Ostatnią propozycją, którą chciałem przedstawić będzie Paulson Games (dzięki dla Brother Michał'a za wskazanie ich stronki). W tym sklepie znajdziemy z kolei trzy różne wzory Riding Wolves (czyż nie jest fascynujące zróżnicowanie nazw jednego produktu w różnych sklepach?) dostępne oddzielnie, bądź w zestawie zawierającym po 1 sztuce każdego wzoru (szkoda, że cena pozostaje jak przy zakupie indywidualnych modeli - jakaś zniżka byłaby miła).

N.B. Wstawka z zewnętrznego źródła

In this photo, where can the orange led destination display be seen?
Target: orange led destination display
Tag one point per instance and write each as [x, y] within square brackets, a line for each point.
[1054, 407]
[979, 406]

Figurki są wykonane z żywicy i są dostarczane z żywiczną podstawką kawaleryjsko/motocyklową (co jest o tyle dziwne, że jednak przynajmniej u nas przyjęło się że ta jednostka powinna być modelowana na podstawkach okrągłych 60mm, tak jak oryginalny Canis Wolfborn), oraz nóżkami z siodłem do których należy dopasować korpusik z "ulubionej linii figurek". Cena: około 47 PLN/szt. (wg. przelicznika na dzień 09.09.2010).

Jeszcze może chwilkę poświęcę ostatniemu sklepowi zachęcając do zapoznania się z jego ofertą, ponieważ posiadają w ofercie nietuzinkowe elementy na konwersje dla różnych armii takie jak np. zestaw Blood Talon'ów dla Dreadnought'a (ciekawe do jakiej armii?), kosy energetyczne czy też różne wersje Railgunó'w (i znów ciekawe - do jakiej armii?) Są to produkty, których do tej pory nie widziałem w żadnej ofercie stąd fajnie znaleźć nowe potencjalne źródło bitzów, tym bardziej że sposób ich wykorzystania został również nieźle na stronie producenta omówiony.

Wracając do tematu przewodniego artykułu, to nie chcę bawić się w ocenę poszczególnych propozycji zarówno pod kątem jakości (nie miałem do czynienia na żywo z żadnym z omawianych produktów), ani pod kątem oceny jakość/cena (choć myślę że wnioski takie da się na podstawie tego artykułu wyciągnąć). Oczywiście jest bardziej niż prawdopodobne, że udało mi się pominąć jakieś jeszcze wilki dostępne na rynku, a wiem również że nie wszyscy gracze chcą koniecznie by wilki były wilkami i uciekają się do różnych alternatyw (np. korzystając z modeli Juggernaut'ów GW, czy też niedźwiedzi produkowanych choćby przez Ścibora), ale jak zawsze jeśli ktoś ma ochotę coś dodać w tym temacie to zapraszam.


1 komentarz:

  1. to ja na dodam jako ciekawostkę, ze na samiutkim początku co niektórzy kupowali modele wilków w sklepach zoologicznych [ cała seria zwierzaków dla dzieci, wiernie odtworzonych]. Cztery rodzaje wilków, cena ok 26 zł [ w zależności od sklepu wahała się +-3 zł]. Skąd wiem? bo byłam świadkiem takiej oto rozmowy między kierownikiem sklepu a sprzedawcą:
    - a czemu my tyle wilków zamawiamy?
    - bo tu przychodzą tacy jedni i biorą ile jest [ przyp. aut. - z reguły sklep ma po 2-3 szt.] i marudzą że mało i że im na oddział nie wystarczy
    - na jaki oddział
    - a skąd ja mam wiedzieć. za dzieciakami nie trafisz. Zamów pan te wilki i już.